Photo Credit:  John Cole Photography

CANAL HOUSE

Rehoboth Beach, Delaware.  Gardner Architects LLC.

The Intercoastal Waterway is a 3,000-mile inland waterway that runs along the east coast of the United States. It connects the Atlantic Ocean and the Gulf of Mexico. The waterway consists of many different kinds of waterfront conditions. In Rehoboth Beach, Delaware on the Delmarva Peninsula, the Intercoastal Waterway connects the Delaware Bay at the mouth of the Delaware River and Rehoboth Bay through the Lewes and Rehoboth Canal. This canal is edged by a rich tapestry of manmade developments and diverse natural environments.  Along with residential, commercial and agricultural developments as well as a waste water treatment plant, the canal also engages perennial wetlands, wooded areas, Cape Henlopen State Park and Gordon Pond Wildlife Area, a 900-acre salt water lagoon.  Located on the canal across from perennial wetlands, this project explores the ways in which a holistic approach to house and site can positively contribute to a waterfront community.  The design agenda called for a sensitive response to climate and site. The homeowner’s program included a sustainably-minded agenda, married with a “modern farmhouse” aesthetic.

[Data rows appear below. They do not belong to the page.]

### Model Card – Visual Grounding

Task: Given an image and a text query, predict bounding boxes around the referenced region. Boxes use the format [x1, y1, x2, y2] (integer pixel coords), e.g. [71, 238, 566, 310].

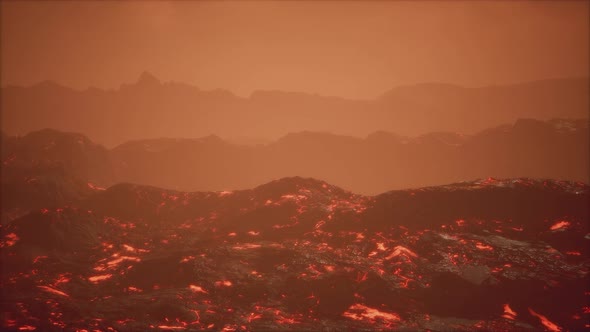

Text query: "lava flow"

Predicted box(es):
[0, 178, 590, 331]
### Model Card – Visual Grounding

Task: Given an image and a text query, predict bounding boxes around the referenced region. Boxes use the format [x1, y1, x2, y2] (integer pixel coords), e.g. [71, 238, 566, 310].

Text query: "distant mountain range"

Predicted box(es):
[0, 72, 590, 147]
[1, 119, 590, 207]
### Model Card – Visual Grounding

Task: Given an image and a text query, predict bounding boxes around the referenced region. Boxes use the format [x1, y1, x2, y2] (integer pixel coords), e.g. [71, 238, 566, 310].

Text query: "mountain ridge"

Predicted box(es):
[0, 74, 590, 147]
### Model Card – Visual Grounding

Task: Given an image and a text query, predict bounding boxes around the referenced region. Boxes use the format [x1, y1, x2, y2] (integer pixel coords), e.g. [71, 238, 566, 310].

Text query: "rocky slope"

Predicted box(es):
[0, 178, 590, 331]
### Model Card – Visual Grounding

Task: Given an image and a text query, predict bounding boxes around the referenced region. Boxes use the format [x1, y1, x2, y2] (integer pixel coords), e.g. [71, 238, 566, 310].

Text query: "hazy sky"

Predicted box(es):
[0, 1, 590, 98]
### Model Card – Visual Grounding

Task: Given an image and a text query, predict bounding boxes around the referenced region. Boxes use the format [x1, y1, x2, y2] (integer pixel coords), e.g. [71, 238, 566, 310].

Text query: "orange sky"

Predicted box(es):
[0, 1, 590, 98]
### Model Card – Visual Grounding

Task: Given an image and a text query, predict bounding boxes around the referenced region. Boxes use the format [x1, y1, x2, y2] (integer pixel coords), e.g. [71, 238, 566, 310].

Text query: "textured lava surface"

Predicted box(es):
[0, 178, 590, 331]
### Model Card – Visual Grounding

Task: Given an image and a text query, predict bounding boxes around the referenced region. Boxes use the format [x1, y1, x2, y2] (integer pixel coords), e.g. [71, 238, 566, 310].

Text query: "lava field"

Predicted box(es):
[0, 177, 590, 331]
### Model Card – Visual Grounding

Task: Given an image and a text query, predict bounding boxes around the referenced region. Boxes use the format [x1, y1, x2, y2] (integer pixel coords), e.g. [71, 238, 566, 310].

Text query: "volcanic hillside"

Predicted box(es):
[0, 177, 590, 331]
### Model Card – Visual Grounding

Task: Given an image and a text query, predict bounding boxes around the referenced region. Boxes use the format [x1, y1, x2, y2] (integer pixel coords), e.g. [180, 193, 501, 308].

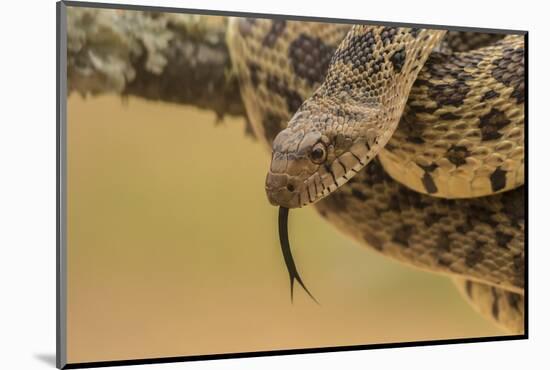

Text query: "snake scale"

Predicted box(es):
[227, 18, 525, 333]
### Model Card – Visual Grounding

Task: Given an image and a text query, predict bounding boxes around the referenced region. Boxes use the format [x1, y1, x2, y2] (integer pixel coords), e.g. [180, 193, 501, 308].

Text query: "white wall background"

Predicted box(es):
[0, 0, 550, 370]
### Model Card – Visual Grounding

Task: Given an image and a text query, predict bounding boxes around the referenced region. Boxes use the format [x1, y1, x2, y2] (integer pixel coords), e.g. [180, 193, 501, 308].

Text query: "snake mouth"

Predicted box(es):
[265, 171, 338, 208]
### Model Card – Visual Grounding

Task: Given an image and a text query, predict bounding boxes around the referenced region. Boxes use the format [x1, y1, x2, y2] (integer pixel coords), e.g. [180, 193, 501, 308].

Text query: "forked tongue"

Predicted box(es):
[279, 207, 319, 304]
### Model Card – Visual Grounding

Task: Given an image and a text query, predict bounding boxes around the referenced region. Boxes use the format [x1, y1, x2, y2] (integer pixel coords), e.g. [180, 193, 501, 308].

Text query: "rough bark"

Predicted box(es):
[67, 8, 245, 117]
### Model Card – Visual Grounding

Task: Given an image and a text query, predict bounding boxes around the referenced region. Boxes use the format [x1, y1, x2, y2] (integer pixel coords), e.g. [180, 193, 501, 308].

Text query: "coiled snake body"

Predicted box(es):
[228, 18, 525, 333]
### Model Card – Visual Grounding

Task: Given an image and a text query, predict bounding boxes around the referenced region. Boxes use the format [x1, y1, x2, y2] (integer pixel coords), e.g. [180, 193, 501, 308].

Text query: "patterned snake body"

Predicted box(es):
[228, 19, 525, 333]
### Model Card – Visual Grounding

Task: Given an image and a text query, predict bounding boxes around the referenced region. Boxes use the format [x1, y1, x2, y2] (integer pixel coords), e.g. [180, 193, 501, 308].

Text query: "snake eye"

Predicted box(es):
[309, 143, 327, 164]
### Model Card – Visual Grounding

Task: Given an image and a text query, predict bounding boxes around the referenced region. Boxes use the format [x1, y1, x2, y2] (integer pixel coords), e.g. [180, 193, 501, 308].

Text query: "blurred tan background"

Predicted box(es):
[67, 95, 503, 362]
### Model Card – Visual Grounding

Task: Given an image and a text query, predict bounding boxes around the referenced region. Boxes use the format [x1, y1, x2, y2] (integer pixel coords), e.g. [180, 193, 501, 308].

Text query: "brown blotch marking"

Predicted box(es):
[479, 108, 510, 141]
[495, 231, 514, 248]
[380, 27, 397, 45]
[481, 90, 500, 101]
[409, 27, 422, 38]
[489, 167, 506, 192]
[465, 242, 485, 268]
[351, 189, 368, 202]
[439, 112, 461, 121]
[340, 31, 376, 73]
[390, 47, 407, 73]
[491, 287, 500, 320]
[262, 20, 286, 48]
[424, 212, 445, 227]
[392, 224, 414, 247]
[422, 172, 437, 194]
[468, 204, 499, 228]
[288, 34, 334, 86]
[445, 145, 471, 167]
[266, 75, 303, 113]
[408, 136, 426, 147]
[416, 163, 439, 172]
[247, 62, 261, 88]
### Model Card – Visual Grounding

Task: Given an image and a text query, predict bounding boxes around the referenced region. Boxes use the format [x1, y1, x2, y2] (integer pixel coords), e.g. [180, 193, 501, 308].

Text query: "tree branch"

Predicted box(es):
[67, 7, 245, 118]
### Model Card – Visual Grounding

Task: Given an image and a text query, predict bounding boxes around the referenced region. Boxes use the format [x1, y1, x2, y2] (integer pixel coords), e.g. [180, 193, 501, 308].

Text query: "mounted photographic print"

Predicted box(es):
[57, 2, 527, 368]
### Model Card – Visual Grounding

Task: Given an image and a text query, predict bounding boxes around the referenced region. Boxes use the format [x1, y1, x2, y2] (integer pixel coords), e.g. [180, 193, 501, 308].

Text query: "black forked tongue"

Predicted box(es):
[279, 207, 319, 304]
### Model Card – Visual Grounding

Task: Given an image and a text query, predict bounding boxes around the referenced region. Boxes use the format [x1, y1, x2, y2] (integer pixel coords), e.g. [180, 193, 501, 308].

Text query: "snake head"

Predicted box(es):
[265, 106, 378, 208]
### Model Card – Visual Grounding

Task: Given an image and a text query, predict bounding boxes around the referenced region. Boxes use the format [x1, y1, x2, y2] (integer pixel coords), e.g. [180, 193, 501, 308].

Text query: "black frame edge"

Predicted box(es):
[63, 334, 527, 369]
[56, 0, 529, 369]
[55, 1, 67, 369]
[63, 0, 527, 35]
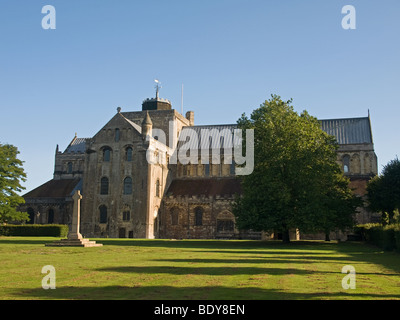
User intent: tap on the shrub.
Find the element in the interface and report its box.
[355,223,400,251]
[0,224,68,237]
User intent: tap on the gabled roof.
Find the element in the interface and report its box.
[64,136,88,153]
[23,179,82,199]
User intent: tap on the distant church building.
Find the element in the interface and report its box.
[21,90,377,239]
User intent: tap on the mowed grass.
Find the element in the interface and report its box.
[0,237,400,300]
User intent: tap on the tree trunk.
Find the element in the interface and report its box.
[282,229,290,243]
[325,232,331,241]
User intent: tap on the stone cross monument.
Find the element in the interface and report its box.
[46,190,103,247]
[68,190,83,240]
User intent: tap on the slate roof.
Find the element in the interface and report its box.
[178,117,373,149]
[23,179,82,199]
[167,177,242,196]
[320,117,373,144]
[64,137,88,153]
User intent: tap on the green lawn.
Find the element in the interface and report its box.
[0,237,400,300]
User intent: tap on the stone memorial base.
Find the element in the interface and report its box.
[45,239,103,248]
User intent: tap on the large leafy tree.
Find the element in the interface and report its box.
[234,95,358,242]
[367,158,400,224]
[0,144,28,223]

Replacing an existing bungalow, the house is sited on the lot in order to maximize views to the canal and wetlands while also providing a variety of protected and shaded exterior spaces.  The form of the house is split by a glazed entry foyer, offering views through to the canal. This axis that organizes the houses toward the water, is reinforced by a continuous boardwalk from the street side of the house through and out over the water.  The project focuses on passive sustainable strategies in order to decrease energy demands and burden on the local utilities. By creating a highly insulated building envelope and employing a geothermal heat pump, energy costs are minimized. Operable windows and skylights, including in the open, gabled stairway, allow for natural ventilation and take advantage of the stack effect.  The approach to the site was integral to the design of the house and an important part of the project in its efforts to foster a symbiotic relationship between the architecture and the environment in this coastal development. The extensive and diverse native plantings and rejection of a traditional lawn connects the site to the canal and community by increasing biodiversity, decreasing habitat fragmentation, and slowing and filtering stormwater runoff.